Start early! Use your resources - Research Training Group, Undergraduate Research Center, faculty members, and peers - and don't be afraid of exploring research opportunities on and off campus. If you hope to publish as an undergraduate, the commitment requires a lot of time and effort, so it's never too early to look into research opportunities. When you begin a research project, prepare to do a lot of self-learning, but don't be afraid of asking questions and coming up with new ways of solving the problem. Balance your schedule, as it is easy to get overwhelmed, and most importantly, enjoy the research experience!
Undergraduate Research Center
The Undergraduate Research Center (URC) is a great place to start if you are considering participating in research as an undergraduate. They provide resources for not only finding research opportunities, but developing skills that are vital for being a successful researcher. See below for more information about them, but be sure to also explore their website. You can also subscribe to their monthly newsletter URConnection.
Throughout the quarter the URC holds various workshops to help you find opportunities, get your work published, get funding for your work, and much more! They also have several opportunities throughout the year where you can present your work. You can view upcoming events and workshops on their events page.
The URC offers advising by appointment. The URC is located in 2300 Student Community Center. You can schedule and appointment with them by calling (530)752-3390 or e-mailing firstname.lastname@example.org. You can find out more about their fantastic staff and advisers here.

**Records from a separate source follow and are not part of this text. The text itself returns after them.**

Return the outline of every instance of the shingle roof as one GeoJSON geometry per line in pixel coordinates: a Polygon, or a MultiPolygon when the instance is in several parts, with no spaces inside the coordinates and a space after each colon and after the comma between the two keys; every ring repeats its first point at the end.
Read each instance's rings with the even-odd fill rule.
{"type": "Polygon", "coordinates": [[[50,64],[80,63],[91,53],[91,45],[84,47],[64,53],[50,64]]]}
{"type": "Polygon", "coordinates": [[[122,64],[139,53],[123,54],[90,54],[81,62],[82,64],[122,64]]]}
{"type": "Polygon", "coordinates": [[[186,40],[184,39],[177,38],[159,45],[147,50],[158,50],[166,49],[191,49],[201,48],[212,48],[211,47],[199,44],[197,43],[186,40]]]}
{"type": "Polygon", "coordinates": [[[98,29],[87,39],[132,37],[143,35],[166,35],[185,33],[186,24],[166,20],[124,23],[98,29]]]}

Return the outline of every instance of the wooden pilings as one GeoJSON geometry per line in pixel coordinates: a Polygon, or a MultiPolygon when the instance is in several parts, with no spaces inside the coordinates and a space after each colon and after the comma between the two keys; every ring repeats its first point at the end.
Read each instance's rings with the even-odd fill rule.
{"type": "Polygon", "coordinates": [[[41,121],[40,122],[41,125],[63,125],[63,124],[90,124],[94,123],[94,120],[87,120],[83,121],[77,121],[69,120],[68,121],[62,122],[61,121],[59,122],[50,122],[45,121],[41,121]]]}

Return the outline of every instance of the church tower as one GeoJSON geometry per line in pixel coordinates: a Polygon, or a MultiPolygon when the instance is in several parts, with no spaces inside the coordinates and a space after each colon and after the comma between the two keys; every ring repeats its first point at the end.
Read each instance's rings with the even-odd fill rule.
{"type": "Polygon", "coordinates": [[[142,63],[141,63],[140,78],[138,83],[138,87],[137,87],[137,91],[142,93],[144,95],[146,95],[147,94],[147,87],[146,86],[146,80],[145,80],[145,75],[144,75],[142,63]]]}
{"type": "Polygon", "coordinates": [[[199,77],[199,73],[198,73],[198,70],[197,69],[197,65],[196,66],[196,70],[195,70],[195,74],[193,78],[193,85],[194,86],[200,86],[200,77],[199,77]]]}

Sponsored Research Programs at UC Davis
- UC LEADS
- UC LEADS is a program for students who are enrolled in a University of California undergraduate degree program in the physical, life, or computer sciences; engineering; or mathematics will engage in 8 weeks of research during the summer for two summers, one summer on campus and one summer at a participating UC.
- UC MURPPS
- MURPPS is a program that pairs participants with faculty members to perform research. Participants also engage in academic seminars, preparatory courses, tutoring, special advising and local and national conferences.